Daniel Webster Jones (December 15, 1839 – December 25, 1918) was the 19th Governor of the U.S. state of Arkansas.
Daniel Webster Jones was born in Bowie County, Texas. His family moved to Washington, Arkansas in 1840. Jones attended Washington Academy there and later studied law. During his childhood, James Black, creator of the famous Bowie knife, lived with his family before moving to Washington, Arkansas. Black attempted to show Daniel his metallurgical secret in 1870, the only person known to have knowledge of Black's secret.
When the American Civil War broke out, Jones enlisted in the Confederate States Army, was wounded in battle, and was captured and held as a prisoner of war. His highest rank was as Colonel of the 20th Arkansas Infantry Regiment.
In 1874, Jones was elected as prosecuting attorney of the 9th Judicial District. He served as a presidential elector in 1876 and 1880. He was elected to the post of Attorney General of Arkansas in 1884 and 1886. In 1890 he served a term in the Arkansas House of Representatives.

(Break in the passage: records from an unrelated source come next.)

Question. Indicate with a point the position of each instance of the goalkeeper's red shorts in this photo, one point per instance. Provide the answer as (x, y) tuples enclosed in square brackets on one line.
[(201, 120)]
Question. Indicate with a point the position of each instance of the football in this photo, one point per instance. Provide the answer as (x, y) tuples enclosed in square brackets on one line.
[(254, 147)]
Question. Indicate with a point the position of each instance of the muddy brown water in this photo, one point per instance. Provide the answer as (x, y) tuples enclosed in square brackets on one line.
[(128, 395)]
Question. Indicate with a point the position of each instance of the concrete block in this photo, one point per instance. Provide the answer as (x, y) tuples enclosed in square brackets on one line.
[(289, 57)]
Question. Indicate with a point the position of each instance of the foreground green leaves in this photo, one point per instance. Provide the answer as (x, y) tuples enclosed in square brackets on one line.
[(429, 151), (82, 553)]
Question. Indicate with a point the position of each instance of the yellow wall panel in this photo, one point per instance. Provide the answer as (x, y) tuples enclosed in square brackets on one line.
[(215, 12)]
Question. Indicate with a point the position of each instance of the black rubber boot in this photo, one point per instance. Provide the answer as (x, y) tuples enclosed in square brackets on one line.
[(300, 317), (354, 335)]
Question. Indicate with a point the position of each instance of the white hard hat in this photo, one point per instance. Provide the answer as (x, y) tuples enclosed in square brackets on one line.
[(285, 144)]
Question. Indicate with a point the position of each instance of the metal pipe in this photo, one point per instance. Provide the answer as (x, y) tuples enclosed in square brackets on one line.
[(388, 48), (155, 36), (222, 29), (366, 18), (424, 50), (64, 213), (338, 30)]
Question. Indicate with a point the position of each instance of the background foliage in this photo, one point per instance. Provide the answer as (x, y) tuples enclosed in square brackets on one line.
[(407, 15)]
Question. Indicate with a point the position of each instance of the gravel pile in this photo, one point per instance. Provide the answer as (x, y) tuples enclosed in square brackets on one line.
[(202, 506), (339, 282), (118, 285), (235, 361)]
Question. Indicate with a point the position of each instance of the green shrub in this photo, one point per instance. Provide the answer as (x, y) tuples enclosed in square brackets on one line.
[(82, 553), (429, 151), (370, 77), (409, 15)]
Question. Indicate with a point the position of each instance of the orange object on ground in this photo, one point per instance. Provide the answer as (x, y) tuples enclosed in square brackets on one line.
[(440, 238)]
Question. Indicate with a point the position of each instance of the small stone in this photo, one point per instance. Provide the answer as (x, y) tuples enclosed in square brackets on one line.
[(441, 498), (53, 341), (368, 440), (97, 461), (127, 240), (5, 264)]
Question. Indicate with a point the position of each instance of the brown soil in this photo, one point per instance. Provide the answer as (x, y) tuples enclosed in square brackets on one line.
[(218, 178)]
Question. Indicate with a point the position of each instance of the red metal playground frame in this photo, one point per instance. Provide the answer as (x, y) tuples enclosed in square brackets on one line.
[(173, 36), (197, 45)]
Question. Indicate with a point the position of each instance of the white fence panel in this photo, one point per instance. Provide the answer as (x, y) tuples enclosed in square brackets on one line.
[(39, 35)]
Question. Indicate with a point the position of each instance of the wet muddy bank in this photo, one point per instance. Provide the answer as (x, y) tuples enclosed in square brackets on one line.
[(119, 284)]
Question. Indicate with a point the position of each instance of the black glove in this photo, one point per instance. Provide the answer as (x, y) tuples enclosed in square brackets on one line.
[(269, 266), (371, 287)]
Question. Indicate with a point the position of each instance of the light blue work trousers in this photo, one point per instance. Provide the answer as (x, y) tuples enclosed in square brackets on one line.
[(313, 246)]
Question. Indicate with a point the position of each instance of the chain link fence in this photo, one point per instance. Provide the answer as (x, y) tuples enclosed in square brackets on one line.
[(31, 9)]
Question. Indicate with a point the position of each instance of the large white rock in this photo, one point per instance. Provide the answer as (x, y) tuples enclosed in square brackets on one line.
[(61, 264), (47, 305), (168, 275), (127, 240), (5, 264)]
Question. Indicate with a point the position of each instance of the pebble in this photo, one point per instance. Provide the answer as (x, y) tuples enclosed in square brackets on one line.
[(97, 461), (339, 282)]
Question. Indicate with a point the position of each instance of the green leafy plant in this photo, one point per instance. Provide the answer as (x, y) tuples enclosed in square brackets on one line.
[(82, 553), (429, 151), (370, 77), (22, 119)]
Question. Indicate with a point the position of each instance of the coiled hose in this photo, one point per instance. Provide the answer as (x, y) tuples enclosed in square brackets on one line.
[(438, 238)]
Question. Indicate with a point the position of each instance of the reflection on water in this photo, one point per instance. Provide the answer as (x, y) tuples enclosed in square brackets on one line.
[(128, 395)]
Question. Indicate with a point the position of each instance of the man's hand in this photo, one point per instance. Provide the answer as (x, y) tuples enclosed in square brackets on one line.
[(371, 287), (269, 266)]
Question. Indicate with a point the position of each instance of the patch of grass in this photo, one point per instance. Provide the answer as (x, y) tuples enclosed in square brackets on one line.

Jones was elected Governor of Arkansas in 1896, and was reelected in 1898. During his term appropriations were made for the new state capitol building, and a law ordering uniform textbooks in schools was passed.
Jones resumed his law practice after leaving office. In 1914 he was elected again to the House of Representatives.
Daniel Jones is buried at the Oakland Cemetery in Little Rock, Arkansas.